Other Design Considerations for Your New Classes
I’ll wrap up here with a few additional tips for creating testable designs when adding code-to-code bases:
- Avoid using fields to communicate between your methods by setting flags and tracking state. Favor having methods that can be executed at any time and in any order.
- Don’t instantiate things in your constructor. Favor passing them in (we’ll talk about this in detail in a future post in the series).
- Similarly, don’t have a lot of code or do a lot of work in your constructor. This will make your class painful to setup for test.
- In your methods, accept parameters that are as decomposed as possible. For instance, don’t accept a Customer object if all you do with it is read its SSN property. In that case, just ask for the SSN.
- Avoid writing public static methods. These are easy enough to test (often), but they start introducing testability problems when you write code that uses them. (This might be hard to swallow at first, but mull over the idea of simply not using static methods anymore.)
- The earlier you start writing your unit tests, the better. If you find that you’re having a hard time testing your new code, it’s more likely a problem with the code than with unit testing it, and if you write tests early, you’ll discover these problems before you get too far and fix them.
This post has covered ways to write unit tests “from here forward” and ways to stop adding untested code to code bases. In the next post, I’ll talk about how to start getting the legacy code under test.
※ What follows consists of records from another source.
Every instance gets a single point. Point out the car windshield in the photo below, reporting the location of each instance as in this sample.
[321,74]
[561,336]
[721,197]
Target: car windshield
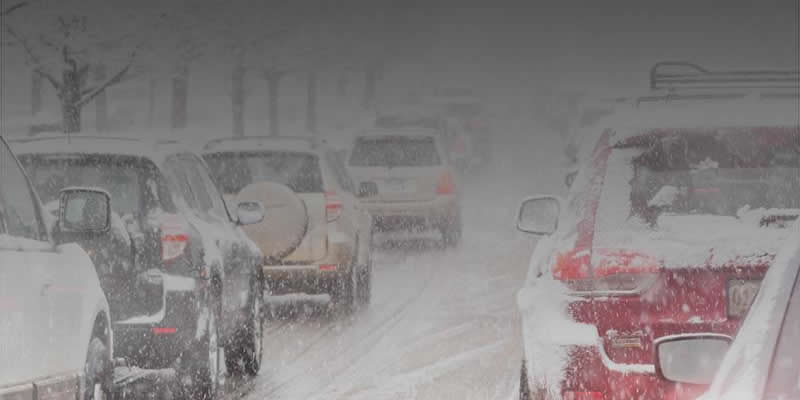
[234,171]
[395,151]
[131,181]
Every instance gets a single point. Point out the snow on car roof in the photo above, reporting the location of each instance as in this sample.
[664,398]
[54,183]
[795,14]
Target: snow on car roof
[305,144]
[85,144]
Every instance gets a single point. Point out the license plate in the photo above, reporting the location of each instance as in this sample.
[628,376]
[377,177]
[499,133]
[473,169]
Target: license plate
[398,186]
[741,293]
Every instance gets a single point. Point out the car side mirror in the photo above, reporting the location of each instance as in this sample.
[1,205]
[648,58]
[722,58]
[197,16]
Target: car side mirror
[367,189]
[82,213]
[690,358]
[539,215]
[249,212]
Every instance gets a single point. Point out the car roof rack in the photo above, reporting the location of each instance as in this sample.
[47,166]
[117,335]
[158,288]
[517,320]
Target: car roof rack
[677,75]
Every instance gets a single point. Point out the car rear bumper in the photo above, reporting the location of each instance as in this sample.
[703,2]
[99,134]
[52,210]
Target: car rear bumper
[320,277]
[414,214]
[156,341]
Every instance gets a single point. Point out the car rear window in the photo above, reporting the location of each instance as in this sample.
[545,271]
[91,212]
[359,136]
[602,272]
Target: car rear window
[234,171]
[395,151]
[134,183]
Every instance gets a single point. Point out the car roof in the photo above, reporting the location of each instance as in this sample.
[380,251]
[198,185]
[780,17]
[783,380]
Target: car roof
[404,131]
[303,144]
[156,150]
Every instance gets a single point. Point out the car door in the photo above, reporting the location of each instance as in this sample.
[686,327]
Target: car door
[31,345]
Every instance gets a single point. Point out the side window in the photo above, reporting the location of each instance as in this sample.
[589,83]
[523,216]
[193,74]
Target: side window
[339,172]
[17,204]
[176,173]
[199,189]
[218,208]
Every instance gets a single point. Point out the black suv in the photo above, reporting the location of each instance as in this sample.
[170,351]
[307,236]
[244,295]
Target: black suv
[182,279]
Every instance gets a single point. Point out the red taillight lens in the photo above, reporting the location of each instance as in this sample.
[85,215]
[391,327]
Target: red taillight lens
[582,395]
[333,206]
[627,283]
[173,238]
[447,184]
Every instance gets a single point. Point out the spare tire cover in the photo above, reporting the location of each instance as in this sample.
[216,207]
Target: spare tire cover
[285,218]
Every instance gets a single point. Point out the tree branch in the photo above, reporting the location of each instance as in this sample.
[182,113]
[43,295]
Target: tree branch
[38,68]
[87,97]
[13,8]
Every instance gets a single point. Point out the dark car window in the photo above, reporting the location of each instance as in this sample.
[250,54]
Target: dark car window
[17,205]
[395,151]
[177,175]
[232,172]
[784,375]
[134,183]
[339,171]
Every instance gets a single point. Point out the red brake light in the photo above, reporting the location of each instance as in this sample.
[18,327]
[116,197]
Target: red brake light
[333,206]
[173,238]
[447,183]
[582,395]
[617,272]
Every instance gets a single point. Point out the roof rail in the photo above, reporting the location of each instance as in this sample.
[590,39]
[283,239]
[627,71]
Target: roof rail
[673,75]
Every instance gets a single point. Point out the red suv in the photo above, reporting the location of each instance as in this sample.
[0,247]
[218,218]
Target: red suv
[668,228]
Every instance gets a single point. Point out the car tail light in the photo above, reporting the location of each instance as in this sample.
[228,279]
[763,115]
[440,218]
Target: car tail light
[582,395]
[333,206]
[447,183]
[615,273]
[174,239]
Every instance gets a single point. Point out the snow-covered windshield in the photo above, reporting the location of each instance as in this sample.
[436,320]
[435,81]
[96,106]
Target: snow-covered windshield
[234,171]
[395,151]
[121,176]
[712,172]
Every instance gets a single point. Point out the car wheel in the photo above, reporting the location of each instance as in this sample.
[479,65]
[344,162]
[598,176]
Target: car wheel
[98,372]
[246,352]
[365,285]
[451,233]
[205,371]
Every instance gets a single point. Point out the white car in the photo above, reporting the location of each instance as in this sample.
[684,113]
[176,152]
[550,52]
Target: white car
[55,340]
[407,183]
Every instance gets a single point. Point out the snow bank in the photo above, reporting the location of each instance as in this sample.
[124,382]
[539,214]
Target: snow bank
[743,371]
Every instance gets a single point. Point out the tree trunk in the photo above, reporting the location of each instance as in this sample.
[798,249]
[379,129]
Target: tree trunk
[311,103]
[370,81]
[151,103]
[101,101]
[273,89]
[238,100]
[341,85]
[180,92]
[36,93]
[70,96]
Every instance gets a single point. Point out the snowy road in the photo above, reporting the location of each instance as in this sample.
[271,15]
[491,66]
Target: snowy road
[442,324]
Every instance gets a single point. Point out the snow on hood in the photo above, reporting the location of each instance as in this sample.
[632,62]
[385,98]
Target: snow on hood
[687,241]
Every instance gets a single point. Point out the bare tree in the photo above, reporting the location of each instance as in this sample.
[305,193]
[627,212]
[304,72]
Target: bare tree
[62,45]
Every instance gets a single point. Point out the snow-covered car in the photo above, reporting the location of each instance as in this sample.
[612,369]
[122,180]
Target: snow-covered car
[54,330]
[406,182]
[668,229]
[334,255]
[183,280]
[763,361]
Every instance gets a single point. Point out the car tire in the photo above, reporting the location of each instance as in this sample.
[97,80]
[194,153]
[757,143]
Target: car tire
[246,351]
[98,371]
[364,287]
[344,296]
[206,365]
[524,388]
[451,232]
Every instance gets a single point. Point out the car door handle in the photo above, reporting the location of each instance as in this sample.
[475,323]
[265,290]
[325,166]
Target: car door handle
[45,288]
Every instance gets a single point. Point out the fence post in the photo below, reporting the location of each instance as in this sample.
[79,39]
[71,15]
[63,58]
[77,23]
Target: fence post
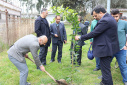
[6,13]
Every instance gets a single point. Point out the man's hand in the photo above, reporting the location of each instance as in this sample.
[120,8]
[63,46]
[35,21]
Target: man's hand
[90,42]
[125,48]
[26,56]
[42,68]
[77,37]
[56,35]
[65,41]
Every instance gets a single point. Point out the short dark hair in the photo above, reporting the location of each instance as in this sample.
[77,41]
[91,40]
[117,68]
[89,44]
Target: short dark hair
[115,11]
[98,9]
[57,16]
[43,10]
[80,17]
[123,17]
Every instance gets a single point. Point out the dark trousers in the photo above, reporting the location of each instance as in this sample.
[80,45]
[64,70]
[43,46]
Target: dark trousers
[79,51]
[105,69]
[43,54]
[59,44]
[79,56]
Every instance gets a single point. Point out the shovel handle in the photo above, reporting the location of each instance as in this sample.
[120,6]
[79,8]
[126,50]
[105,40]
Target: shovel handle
[30,59]
[50,76]
[44,71]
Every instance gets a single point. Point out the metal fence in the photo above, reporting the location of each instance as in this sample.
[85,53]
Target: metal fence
[13,28]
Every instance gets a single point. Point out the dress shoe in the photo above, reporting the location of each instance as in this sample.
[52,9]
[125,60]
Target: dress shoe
[99,83]
[52,61]
[38,68]
[28,83]
[59,61]
[125,83]
[44,64]
[96,69]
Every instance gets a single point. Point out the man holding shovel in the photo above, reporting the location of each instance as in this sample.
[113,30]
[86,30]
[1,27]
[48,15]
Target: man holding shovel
[19,50]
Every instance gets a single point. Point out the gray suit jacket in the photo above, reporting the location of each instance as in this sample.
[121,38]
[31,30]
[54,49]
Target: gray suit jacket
[83,31]
[53,30]
[28,43]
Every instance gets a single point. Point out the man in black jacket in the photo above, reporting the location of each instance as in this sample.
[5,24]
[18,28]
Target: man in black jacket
[42,28]
[59,36]
[105,41]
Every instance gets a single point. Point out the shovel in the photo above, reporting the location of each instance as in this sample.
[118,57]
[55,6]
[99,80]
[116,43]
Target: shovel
[59,82]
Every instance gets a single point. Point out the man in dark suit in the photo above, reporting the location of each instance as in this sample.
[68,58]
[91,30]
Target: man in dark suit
[83,30]
[105,42]
[59,36]
[42,28]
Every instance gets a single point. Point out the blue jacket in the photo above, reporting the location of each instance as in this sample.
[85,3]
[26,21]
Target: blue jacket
[42,28]
[105,42]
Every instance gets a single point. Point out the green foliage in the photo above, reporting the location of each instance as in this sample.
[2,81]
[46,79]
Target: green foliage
[71,16]
[83,75]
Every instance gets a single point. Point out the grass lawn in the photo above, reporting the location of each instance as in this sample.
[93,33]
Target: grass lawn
[83,75]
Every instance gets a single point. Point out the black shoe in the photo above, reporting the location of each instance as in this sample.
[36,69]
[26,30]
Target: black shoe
[28,83]
[44,64]
[96,69]
[100,77]
[59,61]
[52,61]
[125,83]
[99,83]
[38,68]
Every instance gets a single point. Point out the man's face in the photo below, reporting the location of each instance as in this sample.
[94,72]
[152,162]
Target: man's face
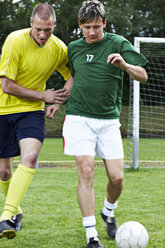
[42,29]
[93,31]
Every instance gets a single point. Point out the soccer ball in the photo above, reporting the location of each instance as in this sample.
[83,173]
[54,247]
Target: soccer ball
[132,234]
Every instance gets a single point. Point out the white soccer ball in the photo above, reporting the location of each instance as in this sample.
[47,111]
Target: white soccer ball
[131,234]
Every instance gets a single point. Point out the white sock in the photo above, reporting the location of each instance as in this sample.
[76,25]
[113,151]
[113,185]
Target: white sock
[89,224]
[108,208]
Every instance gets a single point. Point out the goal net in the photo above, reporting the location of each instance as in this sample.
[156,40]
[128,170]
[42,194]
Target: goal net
[146,117]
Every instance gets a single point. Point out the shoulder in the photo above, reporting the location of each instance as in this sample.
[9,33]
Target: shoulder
[58,43]
[116,37]
[19,34]
[18,37]
[119,41]
[75,43]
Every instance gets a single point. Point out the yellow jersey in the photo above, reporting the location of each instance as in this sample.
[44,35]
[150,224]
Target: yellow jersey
[30,66]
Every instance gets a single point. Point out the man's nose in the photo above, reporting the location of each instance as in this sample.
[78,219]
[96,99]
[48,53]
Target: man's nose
[42,34]
[92,31]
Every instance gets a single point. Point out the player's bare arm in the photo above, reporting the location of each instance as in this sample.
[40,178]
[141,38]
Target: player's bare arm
[136,72]
[11,88]
[63,95]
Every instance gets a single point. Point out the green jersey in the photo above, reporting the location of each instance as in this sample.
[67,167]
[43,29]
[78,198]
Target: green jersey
[98,86]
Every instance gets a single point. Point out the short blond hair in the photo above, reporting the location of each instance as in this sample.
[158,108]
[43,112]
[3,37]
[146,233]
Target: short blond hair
[44,11]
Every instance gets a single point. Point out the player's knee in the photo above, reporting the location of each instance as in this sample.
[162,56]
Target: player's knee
[87,173]
[5,173]
[117,180]
[30,159]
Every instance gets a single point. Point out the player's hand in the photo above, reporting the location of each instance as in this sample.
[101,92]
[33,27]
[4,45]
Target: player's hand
[54,96]
[117,60]
[51,110]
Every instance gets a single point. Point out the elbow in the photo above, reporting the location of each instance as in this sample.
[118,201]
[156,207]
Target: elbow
[5,89]
[145,78]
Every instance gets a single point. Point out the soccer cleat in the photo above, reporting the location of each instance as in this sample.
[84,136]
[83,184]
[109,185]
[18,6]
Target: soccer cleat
[17,220]
[111,225]
[94,243]
[7,229]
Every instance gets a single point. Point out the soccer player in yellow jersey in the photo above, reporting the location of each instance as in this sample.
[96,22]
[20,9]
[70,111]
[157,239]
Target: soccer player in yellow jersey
[29,57]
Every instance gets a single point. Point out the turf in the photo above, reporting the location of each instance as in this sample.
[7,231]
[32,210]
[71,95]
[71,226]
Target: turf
[52,218]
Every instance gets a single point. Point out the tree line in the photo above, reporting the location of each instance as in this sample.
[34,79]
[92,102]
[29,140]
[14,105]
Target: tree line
[130,18]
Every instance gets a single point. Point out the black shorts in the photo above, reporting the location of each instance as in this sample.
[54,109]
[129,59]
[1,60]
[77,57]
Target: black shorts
[14,127]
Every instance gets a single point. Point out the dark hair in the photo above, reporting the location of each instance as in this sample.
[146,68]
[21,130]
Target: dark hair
[44,11]
[91,10]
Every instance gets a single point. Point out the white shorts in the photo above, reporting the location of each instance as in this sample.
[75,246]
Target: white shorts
[85,136]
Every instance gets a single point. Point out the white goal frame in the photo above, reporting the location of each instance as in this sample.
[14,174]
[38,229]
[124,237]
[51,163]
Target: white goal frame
[136,101]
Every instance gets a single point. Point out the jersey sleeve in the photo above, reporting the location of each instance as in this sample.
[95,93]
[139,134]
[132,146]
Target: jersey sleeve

Addendum: Mitigating the Hostile Test Environments
Finally, as promised, here are ways to accommodate testing in the less-than-ideal architectures mentioned above, if you’re curious or want to do some more research:
- Instead of Active Record, look at some kind of ORM solution like NHibernate or Entity Framework. These are tools that generate all of the code for you to access the database so that you don’t have to worry about testing that code and you can focus on writing only your (testable) domain code. Barring that, try to separate the three concerns of Active Record objects: modeling the database, connecting to the database, and modeling a domain object. The first concern adds no value, and the second two can be broken out into separate objects where the only thing hard to test is the actual database access.
- Instead of Winforms, favor WPF when possible. If that isn’t possible, see if you can use the Model-View-Presenter (MVP) pattern to move as much logic out of the untestable code-behind as possible.
- To be blunt, from a testing/decoupling perspective, Webforms is a disaster. You can have some limited success by adopting a more passive binding model and moving as much code out of the code-behind as possible, but it’s all pretty awkward. Webforms really seems more about rapid-prototyping and Microsoft-Accessing web development than producing scalable, sophisticated architectures.
- If you’re using wizards to generate your application’s architecture, cut it out. If you’re defining implementation details in markup, cut it out. Markup is for layout, not unit-testable business logic or state logic. If you depend on definitions in markup to drive your application’s behavior, you’re relying exorbitantly on a third-party framework, which is always extremely brittle from a testability perspective.
- To fix Smart UI, you just have to factor toward a more decoupled architecture. Start pulling different concerns out of the user controls and forms and finding a home for them.